What is Reliability? Phase, Advantage, Techniques

  • Post last modified:17 August 2023
  • Reading time:23 mins read
  • Post category:Uncategorized
Udacity Offer 50 OFF

What is Reliability?

Reliability refers to the consistency and dependability of a system, process, or entity to perform its intended function or deliver its expected outcomes under specific conditions. In other words, it’s the extent to which something can be trusted to work correctly and consistently over time.

An important dimension of quality is reliability, it means if a product can perform under given conditions for a long time. It is also an important aspect of measuring the consistency in performance of a product or service over a given period of time. Sudden breakdown or failure in a component or a system of a machine may cause disruption in the work process leading to reduction in productivity.

Thus, reliability problems may result in severe disruption of services that may in turn cause heavy losses to companies. Thus, reliability can be defined as the probability of a product to perform its anticipated function. The two most notable definitions of reliability that can be applied under all conditions:

Reliability can be defined as probability of a system, equipment, or component to function as intended over a given period under specified conditions.

Reliability can be defined as probability of a system, equipment, or component to function as intended on demand.

Thus, it can be said that the acceptance of a product or process is dependent on the meeting of certain set of requirements for reliability of products or process. Reliability is built in a product or equipment by designing and implementing a well-controlled reliability programme. It mainly entails a reliability plan that consists of all the activities to be carried out during the different phases of product development from design to production to the maintenance phase.

Phases of Reliability Programme

Design and Development Phase

Reliability can be built in both component level design and system level design. In component level design, reliability is created through comprehending and assessing a failure mechanism and developing appropriate design provision, such as enhancing safety factor. On the other hand, various methods can be performed to build reliability in system level design, such as functional independence, employing reliable components and fault tolerance.

By functional independence, it is implied that a system must be designed in a way to perform its projected function, regardless of the operating state of other systems or equipment. Similarly, by selecting appropriate components based on operating environment of a system can also help in building desirable reliability. Another way of making a system reliable is to build it with fault tolerance capability. In this method, the health of a system is checked regularly to detect faults. In case a fault is detected, the faults are isolated by the systems while continuing to perform its intended functions.

Production Phase

In the production phase, reliability can be built by selecting adequate machines and tools and adhering to production process strictly. Moreover, processes must be standardised, conditions of machines and tools must be controlled and employees operating them must be trained.

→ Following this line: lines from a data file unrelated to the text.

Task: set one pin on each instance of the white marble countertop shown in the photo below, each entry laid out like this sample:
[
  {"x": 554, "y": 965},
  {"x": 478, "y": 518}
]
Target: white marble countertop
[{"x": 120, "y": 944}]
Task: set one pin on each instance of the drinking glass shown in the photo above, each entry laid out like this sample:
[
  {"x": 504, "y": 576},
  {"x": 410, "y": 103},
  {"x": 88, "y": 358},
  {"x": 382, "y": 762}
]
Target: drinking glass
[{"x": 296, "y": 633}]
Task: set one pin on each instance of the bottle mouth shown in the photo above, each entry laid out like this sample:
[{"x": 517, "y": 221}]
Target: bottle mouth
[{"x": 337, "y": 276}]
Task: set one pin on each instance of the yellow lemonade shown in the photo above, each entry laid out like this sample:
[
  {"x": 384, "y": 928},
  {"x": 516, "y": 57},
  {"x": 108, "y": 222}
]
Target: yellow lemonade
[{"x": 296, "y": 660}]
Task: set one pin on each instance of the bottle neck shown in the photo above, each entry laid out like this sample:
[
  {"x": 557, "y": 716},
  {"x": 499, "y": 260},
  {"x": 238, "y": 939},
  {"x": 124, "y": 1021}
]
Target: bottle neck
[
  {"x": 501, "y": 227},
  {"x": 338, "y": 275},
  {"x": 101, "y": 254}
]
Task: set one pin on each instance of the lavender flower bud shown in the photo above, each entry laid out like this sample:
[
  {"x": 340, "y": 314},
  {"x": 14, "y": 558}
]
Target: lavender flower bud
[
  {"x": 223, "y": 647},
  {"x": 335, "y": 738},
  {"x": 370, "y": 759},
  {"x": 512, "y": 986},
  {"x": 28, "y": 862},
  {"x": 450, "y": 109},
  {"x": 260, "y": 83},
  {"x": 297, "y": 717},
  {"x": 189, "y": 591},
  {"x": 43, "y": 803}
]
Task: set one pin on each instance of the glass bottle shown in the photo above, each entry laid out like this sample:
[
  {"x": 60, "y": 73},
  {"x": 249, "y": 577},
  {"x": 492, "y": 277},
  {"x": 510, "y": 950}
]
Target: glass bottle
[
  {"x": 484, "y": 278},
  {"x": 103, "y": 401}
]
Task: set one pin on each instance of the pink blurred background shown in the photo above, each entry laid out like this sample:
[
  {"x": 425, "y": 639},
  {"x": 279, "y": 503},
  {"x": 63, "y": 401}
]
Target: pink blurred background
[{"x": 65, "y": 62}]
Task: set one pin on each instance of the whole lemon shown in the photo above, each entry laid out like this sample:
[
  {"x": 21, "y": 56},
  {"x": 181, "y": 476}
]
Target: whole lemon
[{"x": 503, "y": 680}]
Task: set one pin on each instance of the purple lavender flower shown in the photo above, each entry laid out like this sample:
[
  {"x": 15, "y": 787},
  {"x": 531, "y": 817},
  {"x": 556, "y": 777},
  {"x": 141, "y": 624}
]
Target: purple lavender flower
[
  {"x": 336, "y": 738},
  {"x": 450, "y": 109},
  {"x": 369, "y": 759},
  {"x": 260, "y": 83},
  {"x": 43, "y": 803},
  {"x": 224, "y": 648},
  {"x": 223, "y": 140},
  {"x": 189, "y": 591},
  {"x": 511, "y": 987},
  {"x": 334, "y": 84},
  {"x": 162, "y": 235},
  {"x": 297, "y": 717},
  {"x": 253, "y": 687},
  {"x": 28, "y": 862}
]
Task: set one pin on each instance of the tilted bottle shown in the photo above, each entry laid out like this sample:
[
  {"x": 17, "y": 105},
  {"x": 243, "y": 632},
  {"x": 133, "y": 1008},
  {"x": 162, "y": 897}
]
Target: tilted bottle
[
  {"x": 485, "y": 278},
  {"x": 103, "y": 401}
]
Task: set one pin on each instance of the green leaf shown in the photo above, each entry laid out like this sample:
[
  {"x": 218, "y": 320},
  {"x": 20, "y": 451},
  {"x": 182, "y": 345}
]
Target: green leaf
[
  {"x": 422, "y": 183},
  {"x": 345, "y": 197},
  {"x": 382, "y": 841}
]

At every production phase, product needs to be tested through inspection, unit level test and integration test. If failures are detected, corrective action must be taken immediately.

Operation and Maintenance Phase

The reliability of operation of an equipment/system is based on adequate use and maintenance. Therefore, a well-defined operation and maintenance (O&M) programme must be employed, wherein O&M personnel are trained. Moreover, an appropriate maintenance strategy can be selected.

Reliability IndexExplanation
Mean Time between Failures (MTBF)It is used to calculate average time between successive failures of product.
Failure rateIt represents number of failures per unit time
Mean Time to FailureIt represents the failure period of a non-repairable product.
Mean LifeIt represents average value of life.
LongevityIt represents a product’s wear-out time
System effectivenessIt is the degree to which a product conforms to the consumer requirements
b10 lifeIt represents the life of a product, wherein its 10% parts have failed.
b50 lifeIt represents the life of a product, wherein its 50% parts have failed.
Repairs/100It can be calculated as the number of repairs performed per 100 operating hours
Commonly Used Reliability Indices

Advantages of Reliability Programme

Reliability programmes offer various benefits to manufacturers by assuring the product’s performance as required under specific conditions and demanded by customers. Some of the important benefits of incorporating reliability programme are given as follows:

  • Reduction of inventory costs through accurate prediction of spare parts.

  • Production of goods that work under environmental conditions imposed by customers, thereby, increasing their satisfaction.

  • Anticipation of failures so that preventive measures can be implemented on time.

  • Adoption of right maintenance strategies, which helps to greatly reduce operating expenses.

  • Reduction of failures and optimised maintenance in reliability programme lead to fewer spare parts being required in logistics systems, thereby, reducing distribution costs for transportation, logistics and storage for spare parts.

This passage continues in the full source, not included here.